How can CCDC167 function in zebrafish be compared to its role in human disease models?

To effectively compare CCDC167 function across species:

Cross-Species Comparison Approach:

• Align zebrafish and human CCDC167 sequences to identify conserved domains and potential functional regions

• Compare expression patterns across tissues and developmental stages

• Assess conservation of co-expression networks and pathway associations

• Validate functional conservation through rescue experiments (human CCDC167 in zebrafish knockouts)
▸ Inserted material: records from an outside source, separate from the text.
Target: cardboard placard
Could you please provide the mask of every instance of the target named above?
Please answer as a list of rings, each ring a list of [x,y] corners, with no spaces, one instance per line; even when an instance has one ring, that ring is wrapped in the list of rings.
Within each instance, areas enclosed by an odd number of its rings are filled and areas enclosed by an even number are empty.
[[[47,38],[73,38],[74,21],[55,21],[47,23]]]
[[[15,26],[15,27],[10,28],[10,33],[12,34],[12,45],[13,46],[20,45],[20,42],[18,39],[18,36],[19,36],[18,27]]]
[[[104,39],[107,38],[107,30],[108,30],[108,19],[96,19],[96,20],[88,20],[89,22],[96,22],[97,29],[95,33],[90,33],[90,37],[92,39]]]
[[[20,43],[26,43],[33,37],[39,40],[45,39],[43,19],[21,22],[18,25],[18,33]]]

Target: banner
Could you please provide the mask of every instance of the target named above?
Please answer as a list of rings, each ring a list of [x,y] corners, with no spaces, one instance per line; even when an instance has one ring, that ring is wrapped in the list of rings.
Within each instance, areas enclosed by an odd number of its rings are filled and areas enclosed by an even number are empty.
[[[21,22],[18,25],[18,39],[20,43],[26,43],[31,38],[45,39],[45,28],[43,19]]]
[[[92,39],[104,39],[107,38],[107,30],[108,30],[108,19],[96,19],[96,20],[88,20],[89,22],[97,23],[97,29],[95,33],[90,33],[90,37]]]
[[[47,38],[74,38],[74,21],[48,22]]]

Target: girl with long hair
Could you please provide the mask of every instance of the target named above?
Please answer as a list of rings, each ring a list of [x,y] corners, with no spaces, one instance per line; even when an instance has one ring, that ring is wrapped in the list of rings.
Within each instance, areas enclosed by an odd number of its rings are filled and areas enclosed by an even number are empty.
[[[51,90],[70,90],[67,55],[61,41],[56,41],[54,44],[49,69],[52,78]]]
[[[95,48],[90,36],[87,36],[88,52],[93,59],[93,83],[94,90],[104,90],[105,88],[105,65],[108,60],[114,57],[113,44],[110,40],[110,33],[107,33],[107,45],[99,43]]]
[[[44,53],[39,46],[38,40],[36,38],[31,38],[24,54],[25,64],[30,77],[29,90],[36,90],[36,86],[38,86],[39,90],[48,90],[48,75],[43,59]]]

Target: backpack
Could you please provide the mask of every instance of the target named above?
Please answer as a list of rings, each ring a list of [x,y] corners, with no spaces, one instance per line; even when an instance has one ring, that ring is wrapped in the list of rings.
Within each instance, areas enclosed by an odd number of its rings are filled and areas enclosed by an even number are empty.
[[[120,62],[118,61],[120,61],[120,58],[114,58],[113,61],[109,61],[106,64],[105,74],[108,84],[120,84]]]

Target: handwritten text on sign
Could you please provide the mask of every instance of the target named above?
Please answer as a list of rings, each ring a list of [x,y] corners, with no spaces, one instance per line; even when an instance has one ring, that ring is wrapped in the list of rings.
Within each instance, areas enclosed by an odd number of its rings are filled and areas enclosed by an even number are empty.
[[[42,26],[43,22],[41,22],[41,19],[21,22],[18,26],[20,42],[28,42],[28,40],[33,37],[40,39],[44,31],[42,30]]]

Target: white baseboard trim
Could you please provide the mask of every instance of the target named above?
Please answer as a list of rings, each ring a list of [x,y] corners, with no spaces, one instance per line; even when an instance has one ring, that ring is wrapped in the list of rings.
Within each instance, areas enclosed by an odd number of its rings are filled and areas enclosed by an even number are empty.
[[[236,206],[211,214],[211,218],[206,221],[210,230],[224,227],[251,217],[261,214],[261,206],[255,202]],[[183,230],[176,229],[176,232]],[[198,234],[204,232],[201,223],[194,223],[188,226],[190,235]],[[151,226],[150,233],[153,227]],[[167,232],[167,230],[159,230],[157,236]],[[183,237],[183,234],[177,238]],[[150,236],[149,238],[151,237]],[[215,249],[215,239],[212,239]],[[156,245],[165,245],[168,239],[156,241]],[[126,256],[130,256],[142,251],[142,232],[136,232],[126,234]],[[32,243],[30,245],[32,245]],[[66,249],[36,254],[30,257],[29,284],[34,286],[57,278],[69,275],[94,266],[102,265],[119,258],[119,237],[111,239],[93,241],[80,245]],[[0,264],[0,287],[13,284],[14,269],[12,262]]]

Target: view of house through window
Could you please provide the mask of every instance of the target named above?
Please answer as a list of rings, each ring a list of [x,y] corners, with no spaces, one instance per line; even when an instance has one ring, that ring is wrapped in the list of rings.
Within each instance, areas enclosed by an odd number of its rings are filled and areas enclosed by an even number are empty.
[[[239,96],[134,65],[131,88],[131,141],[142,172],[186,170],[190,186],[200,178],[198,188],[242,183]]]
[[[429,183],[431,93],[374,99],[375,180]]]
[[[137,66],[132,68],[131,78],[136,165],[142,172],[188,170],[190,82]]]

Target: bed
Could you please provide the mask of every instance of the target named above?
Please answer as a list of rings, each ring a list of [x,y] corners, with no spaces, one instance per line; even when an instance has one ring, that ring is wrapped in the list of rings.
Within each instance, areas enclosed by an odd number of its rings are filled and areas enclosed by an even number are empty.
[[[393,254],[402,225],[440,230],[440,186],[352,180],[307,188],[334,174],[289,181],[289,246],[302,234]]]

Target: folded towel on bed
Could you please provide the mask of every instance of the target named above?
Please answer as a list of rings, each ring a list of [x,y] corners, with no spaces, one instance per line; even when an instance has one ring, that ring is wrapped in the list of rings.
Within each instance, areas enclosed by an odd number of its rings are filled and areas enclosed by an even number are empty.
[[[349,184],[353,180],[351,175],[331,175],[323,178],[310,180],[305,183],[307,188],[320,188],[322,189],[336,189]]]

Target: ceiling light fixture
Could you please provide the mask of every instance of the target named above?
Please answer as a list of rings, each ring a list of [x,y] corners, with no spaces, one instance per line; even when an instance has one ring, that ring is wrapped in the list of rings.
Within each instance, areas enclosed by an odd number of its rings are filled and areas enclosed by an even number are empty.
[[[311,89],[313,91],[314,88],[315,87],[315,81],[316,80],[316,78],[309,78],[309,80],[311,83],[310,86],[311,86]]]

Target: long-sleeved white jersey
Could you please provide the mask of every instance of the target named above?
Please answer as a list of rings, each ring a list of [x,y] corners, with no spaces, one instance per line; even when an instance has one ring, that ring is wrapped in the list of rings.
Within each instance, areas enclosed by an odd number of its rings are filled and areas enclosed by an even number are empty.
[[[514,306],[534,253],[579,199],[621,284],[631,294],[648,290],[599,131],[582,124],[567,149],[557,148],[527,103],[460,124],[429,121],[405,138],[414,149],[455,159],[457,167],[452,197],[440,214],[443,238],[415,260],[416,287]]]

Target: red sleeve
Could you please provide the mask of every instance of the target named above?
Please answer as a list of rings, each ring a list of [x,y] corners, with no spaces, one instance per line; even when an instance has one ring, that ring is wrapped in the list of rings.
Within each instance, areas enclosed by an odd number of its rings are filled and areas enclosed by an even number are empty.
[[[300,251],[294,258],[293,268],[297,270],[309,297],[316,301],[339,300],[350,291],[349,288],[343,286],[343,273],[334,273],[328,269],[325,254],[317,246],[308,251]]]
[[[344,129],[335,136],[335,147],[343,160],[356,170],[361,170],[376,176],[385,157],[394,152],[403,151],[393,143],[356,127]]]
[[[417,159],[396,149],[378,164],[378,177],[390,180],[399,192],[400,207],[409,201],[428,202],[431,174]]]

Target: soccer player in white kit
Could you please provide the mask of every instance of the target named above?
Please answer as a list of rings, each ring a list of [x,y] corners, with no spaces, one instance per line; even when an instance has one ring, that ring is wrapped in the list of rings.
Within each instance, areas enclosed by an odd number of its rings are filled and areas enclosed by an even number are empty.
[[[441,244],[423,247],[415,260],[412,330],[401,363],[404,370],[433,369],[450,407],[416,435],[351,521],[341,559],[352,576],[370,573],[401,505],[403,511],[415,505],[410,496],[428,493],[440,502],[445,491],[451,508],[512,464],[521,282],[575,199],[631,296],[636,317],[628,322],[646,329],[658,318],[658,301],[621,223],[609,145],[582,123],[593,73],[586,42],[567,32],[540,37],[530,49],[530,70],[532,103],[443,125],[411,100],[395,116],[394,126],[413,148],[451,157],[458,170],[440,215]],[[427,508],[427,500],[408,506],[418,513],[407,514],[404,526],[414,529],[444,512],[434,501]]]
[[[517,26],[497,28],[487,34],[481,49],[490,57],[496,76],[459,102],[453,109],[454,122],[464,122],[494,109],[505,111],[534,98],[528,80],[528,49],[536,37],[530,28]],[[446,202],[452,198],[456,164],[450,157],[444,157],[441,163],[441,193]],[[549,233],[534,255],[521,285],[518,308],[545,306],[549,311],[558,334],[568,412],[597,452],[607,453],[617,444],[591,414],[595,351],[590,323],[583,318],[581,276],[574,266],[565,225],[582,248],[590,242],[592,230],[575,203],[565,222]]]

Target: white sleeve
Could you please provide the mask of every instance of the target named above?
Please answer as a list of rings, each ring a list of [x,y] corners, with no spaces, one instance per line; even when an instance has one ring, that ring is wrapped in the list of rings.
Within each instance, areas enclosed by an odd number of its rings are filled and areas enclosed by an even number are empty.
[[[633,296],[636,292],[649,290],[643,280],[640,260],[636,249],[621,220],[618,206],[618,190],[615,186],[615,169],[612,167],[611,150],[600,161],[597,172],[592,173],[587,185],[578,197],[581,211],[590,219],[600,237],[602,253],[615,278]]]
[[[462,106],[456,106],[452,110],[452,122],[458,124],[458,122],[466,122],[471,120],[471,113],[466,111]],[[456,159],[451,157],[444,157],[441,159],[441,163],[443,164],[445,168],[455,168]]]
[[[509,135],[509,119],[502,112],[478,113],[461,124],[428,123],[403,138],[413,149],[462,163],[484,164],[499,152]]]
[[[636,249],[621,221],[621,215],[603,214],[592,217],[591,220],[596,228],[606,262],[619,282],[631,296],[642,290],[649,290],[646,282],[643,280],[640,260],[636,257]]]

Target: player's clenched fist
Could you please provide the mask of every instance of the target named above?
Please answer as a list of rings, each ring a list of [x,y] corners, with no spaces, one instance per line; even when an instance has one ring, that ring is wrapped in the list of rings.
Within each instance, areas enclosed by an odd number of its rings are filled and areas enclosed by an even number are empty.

Translational Considerations:

Human studies have established several key findings about CCDC167 that may guide zebrafish research:

• CCDC167 is upregulated in various human tumor types, particularly breast cancer

• High CCDC167 expression correlates with poor prognosis in breast cancer patients

• CCDC167 knockdown reduces cell proliferation and colony formation in human cancer cells

• Treatment with chemotherapeutic agents (fluorouracil, carboplatin, paclitaxel, doxorubicin) decreases CCDC167 expression in human cancer cells

These findings suggest potential experimental designs in zebrafish, such as:

• Examining ccdc167 expression in zebrafish cancer models

• Assessing the impact of ccdc167 manipulation on cell proliferation during development or regeneration

• Testing whether drugs that target human CCDC167 have similar effects in zebrafish models

What experimental controls are essential when studying the effects of CCDC167 manipulation in zebrafish?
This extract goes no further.